Smile takes the compelling premise of It Follows using a smiling presence rather than a chasing beast. As with It Follows, Smile sees its characters pass on a pursuing demon to each other, but rather than a creature constantly trying to catch you instead it’s a menacing, smiling figure staring at you. Unfortunately, where It Follows explores sex and promiscuity, Smile tackles the lofty themes of trauma and suicide without tact whatsoever.

People suffering from mental health issues are depicted as burdens, dragging everyone around them down before being abandoned without closure – the only option you’re left with is to die, though this also spreads the trauma and continues the vicious cycle, forever stigmatising the victims. It’s a nasty message, one that comes with insults like ‘headcase’ and ‘insane’ for good measure. Horror can use mental trauma as a worthwhile foundation if it’s treated with respect, but Smile throws that potential away.

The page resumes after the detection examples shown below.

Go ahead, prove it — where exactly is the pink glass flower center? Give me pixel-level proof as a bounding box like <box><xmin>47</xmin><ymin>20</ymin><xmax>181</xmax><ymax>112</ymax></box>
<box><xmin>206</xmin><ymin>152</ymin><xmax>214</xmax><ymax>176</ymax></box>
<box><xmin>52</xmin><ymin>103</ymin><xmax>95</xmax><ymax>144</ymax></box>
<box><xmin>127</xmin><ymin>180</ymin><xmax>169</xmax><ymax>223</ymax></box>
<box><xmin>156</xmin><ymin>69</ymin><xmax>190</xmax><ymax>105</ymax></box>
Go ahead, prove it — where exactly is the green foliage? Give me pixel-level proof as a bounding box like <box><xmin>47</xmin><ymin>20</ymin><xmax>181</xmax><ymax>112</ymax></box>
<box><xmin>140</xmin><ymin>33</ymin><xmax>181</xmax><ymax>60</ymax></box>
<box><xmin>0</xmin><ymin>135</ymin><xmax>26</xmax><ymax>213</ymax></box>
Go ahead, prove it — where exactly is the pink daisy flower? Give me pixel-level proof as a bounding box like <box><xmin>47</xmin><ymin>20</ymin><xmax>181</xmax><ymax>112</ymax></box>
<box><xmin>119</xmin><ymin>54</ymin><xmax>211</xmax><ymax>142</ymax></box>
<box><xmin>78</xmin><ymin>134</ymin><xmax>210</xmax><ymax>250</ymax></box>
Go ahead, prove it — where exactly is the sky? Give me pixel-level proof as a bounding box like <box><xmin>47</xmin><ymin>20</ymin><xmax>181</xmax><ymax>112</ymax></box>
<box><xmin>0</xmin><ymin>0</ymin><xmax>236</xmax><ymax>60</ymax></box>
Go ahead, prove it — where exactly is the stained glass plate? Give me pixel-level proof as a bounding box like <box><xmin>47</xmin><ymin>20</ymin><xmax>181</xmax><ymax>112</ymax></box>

Mental health representation is often problematic. Batman villains are often painted as maniacs who are carted off to an asylum as the stories come to a close. That’s no anomaly – mental health is often a tool in pop culture to paint people as monsters, explaining away ruthless behaviour. Smile turns that into a literal monster only the victim can see, as though it’s a hallucination. The parallels to actual psychosis are striking, and that’s why everyone around the main character Rose Cotter initially believes it to be a post-traumatic breakdown as a result of witnessing a suicide.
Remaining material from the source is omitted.